The bad language seemed to spread through the park and it began to have have a negative effect on my experience. I overheard a young lady say, “I think that f***ing weirdo from the roller coaster is following us around and writing down everything we say!” Soon after her boyfriend turned on me, threatening physical violence while calling me every name in the book. Then things got worse, as the confrontation made my nephew cry and he demanded that I take him home. I was dumbfounded as to how we had found ourselves in this situation. I was simply trying to study the phenomena I had experienced on the roller coaster. Now everyone was yelling and I began to feel something build up inside me. I looked my nephew in the eyes and called him an “ungrateful shit” before marching out of the park and to my car.

The silence of the ride home was illuminating to me. What had caused me to snap like that? What had caused the discord on the roller coaster? Why did the young lady and her companion become so angry when I was collecting data? What one thing did all those situations have in common? Then it hit me. It was the profanity.

I began watching as many roller coaster videos as I could. I discovered that if I listened close enough I could hear profanity in almost every one, but that was just the tip of the iceberg. I would soon discover that the amount of swearing involved in extreme sports videos was titanic. The base language used in base jumping videos was particularly bad. While there would be an occasional off-color remark in bike jumping or a scuffle between skateboarders, the profane parachuters took the problem to a whole new level. The F-bombs flew as they fell towards the ground defying trespassing laws and common decency. I wondered what might have happened if that girl at the park and her friends had been base jumpers. The thought made me shudder.

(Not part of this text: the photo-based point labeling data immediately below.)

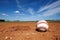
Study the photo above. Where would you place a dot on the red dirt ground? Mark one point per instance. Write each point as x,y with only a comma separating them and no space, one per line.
26,31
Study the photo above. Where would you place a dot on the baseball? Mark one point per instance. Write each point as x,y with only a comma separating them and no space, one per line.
42,25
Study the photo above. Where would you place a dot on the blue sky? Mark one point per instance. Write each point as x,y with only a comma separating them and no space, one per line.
30,10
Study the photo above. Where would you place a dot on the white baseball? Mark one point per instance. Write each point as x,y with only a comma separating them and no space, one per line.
42,25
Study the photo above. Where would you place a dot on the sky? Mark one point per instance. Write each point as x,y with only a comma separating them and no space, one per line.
30,10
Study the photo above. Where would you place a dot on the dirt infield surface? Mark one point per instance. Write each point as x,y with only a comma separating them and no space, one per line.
26,31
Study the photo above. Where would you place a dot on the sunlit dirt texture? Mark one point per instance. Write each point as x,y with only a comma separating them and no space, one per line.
27,31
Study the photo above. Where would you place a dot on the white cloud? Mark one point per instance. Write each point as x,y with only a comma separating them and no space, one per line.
17,12
31,11
4,14
53,5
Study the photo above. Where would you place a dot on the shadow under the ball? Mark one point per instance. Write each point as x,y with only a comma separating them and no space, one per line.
38,30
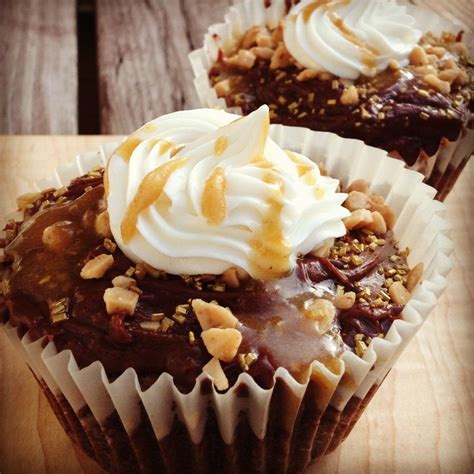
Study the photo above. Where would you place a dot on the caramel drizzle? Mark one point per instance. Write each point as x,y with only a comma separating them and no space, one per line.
148,192
368,53
221,145
270,251
213,203
309,9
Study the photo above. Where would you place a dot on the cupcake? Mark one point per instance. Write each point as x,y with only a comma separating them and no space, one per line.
214,300
394,76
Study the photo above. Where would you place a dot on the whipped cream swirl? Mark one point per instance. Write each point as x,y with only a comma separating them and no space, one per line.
202,191
349,38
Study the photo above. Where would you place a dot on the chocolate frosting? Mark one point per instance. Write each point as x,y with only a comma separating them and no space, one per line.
273,326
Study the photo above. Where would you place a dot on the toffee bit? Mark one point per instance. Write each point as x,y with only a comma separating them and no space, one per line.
151,325
360,348
109,245
182,309
130,272
166,323
179,318
157,316
59,310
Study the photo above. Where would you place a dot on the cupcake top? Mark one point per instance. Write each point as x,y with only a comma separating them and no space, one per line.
202,192
294,276
350,38
361,69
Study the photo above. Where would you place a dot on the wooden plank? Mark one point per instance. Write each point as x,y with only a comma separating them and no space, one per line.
421,420
143,45
460,12
38,67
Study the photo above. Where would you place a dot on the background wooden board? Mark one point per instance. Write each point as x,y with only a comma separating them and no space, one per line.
421,420
38,66
131,70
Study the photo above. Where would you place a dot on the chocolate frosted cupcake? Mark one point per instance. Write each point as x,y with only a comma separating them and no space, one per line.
370,70
214,301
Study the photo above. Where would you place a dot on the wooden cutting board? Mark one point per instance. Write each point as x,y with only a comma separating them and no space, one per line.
421,420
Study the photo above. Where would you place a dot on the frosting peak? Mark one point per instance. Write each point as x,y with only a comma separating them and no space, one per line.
349,38
201,191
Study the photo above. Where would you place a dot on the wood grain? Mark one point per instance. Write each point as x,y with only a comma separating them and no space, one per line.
143,67
38,67
421,420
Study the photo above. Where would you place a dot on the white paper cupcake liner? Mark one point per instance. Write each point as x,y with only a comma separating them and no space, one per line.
440,169
420,226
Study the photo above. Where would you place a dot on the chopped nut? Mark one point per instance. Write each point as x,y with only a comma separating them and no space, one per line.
398,293
150,325
281,58
231,278
378,225
414,277
123,282
120,300
394,65
222,343
350,96
358,219
250,37
27,199
97,267
262,52
418,56
213,315
57,236
359,185
214,370
102,225
357,200
322,312
441,86
307,74
222,88
344,301
322,251
243,60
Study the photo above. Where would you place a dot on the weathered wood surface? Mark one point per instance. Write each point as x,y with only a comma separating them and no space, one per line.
421,420
142,55
142,49
38,67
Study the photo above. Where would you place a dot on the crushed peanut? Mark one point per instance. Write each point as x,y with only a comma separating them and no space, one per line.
345,300
414,277
222,343
398,293
213,315
97,267
358,219
350,96
120,300
322,312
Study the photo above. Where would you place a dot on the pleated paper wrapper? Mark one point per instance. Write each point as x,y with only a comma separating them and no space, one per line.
247,428
440,169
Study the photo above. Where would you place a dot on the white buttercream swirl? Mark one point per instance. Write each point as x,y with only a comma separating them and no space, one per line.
209,191
349,38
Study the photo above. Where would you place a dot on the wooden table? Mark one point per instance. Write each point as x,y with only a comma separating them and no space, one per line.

Words shape your reality, and bad words lead to bad outcomes. I could come to no other conclusion. Backed with anecdotal evidence and a small video library of examples, I went to the meeting in order to warn you. Towers lead to base jumping. Base jumping leads to profanity. Profanity leads to your sister-in-law forbidding you from seeing your nephew, or worse. Most people are blissfully unaware of the ramifications of having a tall structure erected in their town, but I’m not most people. I urge my neighbors and our community to please listen to my words of warning and halt construction of this tower before it’s too late.